30/06/2015

BRASIL: Jornada Nacional contra a Terceirização chega a São Paulo

 A Audiência Pública, realizada nesta segunda-feira (29), repetiu o sucesso de outros estados e reuniu mais de 1200 pessoas no Auditório Franco Montoro da Assembléia Legislativa do Estado de São Paulo – Alesp.
 
Coordenada pelo senador Paulo Paim (PT/RS), a Audiência Pública reafirmou a unidade de todas as centrais sindicais contra o Projeto de Lei Complementar PLC 30/2015, que regulamenta a terceirização no país. Na avaliação de sindicalistas, parlamentares e especialistas em direito trabalhista, caso regulamentado, o projeto eliminaria os efeitos de direitos fundamentais consagrados na Consolidação das Leis do Trabalho – CLT.

Estudos do Departamento Intersindical de Estatística e Estudos Socioeconômicos – Dieese, revelam que trabalhadores terceirizados, no Brasil, recebem 30% a menos que os trabalhadores regulares; executam, em média, mais 3 horas semanais de atividade laboral e, com relação aos acidentes de trabalho, 84% ocorrem entre trabalhadores contratados como mão de obra terceirizada. Com a grande recorrência de acidentes, as mortes ocorrem com freqüência ainda maior neste segmento de trabalhadores com direitos precarizados. A situação se agrava também no que se refere à incidência de trabalho escravo entre os terceirizados.

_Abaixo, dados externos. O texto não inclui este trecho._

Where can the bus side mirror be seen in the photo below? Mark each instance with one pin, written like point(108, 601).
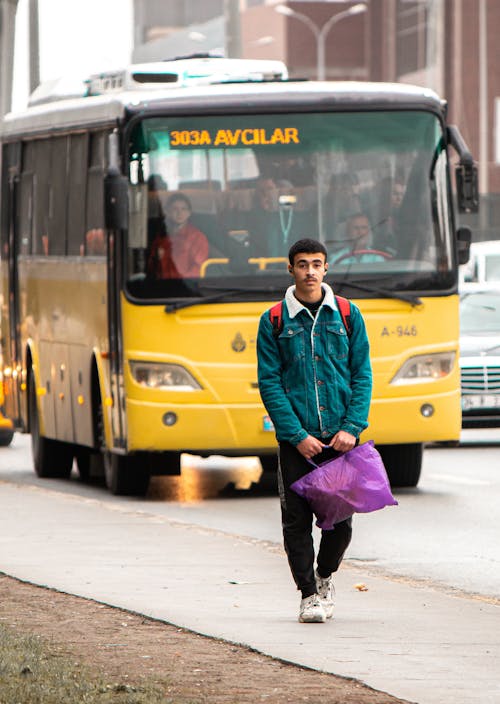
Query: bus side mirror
point(467, 188)
point(464, 237)
point(116, 201)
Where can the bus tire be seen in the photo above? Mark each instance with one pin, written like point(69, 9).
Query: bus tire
point(52, 459)
point(124, 475)
point(403, 463)
point(90, 465)
point(6, 437)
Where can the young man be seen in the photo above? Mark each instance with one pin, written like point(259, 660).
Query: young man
point(315, 381)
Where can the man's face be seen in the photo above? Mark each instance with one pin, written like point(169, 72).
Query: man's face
point(398, 191)
point(358, 231)
point(179, 212)
point(308, 271)
point(267, 194)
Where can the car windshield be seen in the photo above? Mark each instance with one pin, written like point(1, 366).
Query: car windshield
point(216, 202)
point(480, 312)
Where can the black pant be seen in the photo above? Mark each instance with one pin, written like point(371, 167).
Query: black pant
point(297, 518)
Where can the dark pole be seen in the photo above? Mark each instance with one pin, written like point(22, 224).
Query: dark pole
point(34, 45)
point(232, 29)
point(8, 10)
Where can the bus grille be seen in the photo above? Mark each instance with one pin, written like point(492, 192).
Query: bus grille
point(480, 380)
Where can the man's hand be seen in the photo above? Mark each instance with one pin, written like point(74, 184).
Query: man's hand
point(309, 447)
point(343, 441)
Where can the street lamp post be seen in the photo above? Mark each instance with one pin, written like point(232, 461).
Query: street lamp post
point(320, 33)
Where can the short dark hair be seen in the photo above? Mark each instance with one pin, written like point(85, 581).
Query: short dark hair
point(306, 246)
point(178, 196)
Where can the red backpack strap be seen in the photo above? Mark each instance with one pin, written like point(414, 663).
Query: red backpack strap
point(344, 306)
point(276, 318)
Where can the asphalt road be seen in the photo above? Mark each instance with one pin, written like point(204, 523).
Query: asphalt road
point(444, 532)
point(425, 629)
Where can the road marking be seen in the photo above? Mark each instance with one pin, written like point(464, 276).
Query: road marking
point(459, 480)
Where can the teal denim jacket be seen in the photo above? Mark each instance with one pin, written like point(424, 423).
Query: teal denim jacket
point(313, 378)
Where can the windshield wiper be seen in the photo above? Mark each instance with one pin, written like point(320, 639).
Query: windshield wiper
point(187, 303)
point(490, 349)
point(406, 297)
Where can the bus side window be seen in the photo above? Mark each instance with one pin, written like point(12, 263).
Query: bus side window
point(95, 241)
point(57, 216)
point(77, 191)
point(41, 197)
point(25, 202)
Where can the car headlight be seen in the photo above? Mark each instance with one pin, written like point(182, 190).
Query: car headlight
point(425, 367)
point(173, 377)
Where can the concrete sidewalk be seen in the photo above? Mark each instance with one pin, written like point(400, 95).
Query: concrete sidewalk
point(416, 643)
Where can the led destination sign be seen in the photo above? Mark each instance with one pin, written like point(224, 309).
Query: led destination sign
point(246, 137)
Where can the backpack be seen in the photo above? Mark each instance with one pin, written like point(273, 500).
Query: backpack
point(344, 306)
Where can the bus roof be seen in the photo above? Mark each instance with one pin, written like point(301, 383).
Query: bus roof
point(238, 97)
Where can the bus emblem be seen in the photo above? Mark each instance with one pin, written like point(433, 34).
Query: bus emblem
point(238, 344)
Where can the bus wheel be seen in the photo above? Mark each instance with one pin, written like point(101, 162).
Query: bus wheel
point(403, 463)
point(6, 437)
point(124, 475)
point(52, 459)
point(90, 465)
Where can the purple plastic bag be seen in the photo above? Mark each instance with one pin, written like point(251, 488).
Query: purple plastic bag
point(355, 482)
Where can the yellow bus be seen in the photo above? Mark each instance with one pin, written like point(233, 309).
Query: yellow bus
point(145, 226)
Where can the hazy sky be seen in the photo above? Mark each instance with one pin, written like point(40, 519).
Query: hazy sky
point(77, 37)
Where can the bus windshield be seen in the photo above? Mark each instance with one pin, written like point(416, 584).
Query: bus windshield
point(216, 202)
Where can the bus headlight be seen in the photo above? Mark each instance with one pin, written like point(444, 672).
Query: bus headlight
point(163, 376)
point(424, 368)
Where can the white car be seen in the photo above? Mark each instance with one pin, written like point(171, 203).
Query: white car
point(483, 266)
point(480, 357)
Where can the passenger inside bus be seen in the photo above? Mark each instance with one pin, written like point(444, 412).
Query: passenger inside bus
point(178, 248)
point(271, 223)
point(359, 246)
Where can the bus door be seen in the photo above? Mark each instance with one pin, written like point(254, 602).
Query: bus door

Segundo levantamento do Dieese, entre 2010 e 2013, dos 3.553 trabalhadores resgatados em condições análogas ao trabalho escravo, 2.998 eram terceirizados.

Considerado o maior ataque à legislação trabalhista da história republicana brasileira, o PLC 30/2015 conseguiu, no movimento sindical, uma unânime atuação contrária a uma eventual regulamentação.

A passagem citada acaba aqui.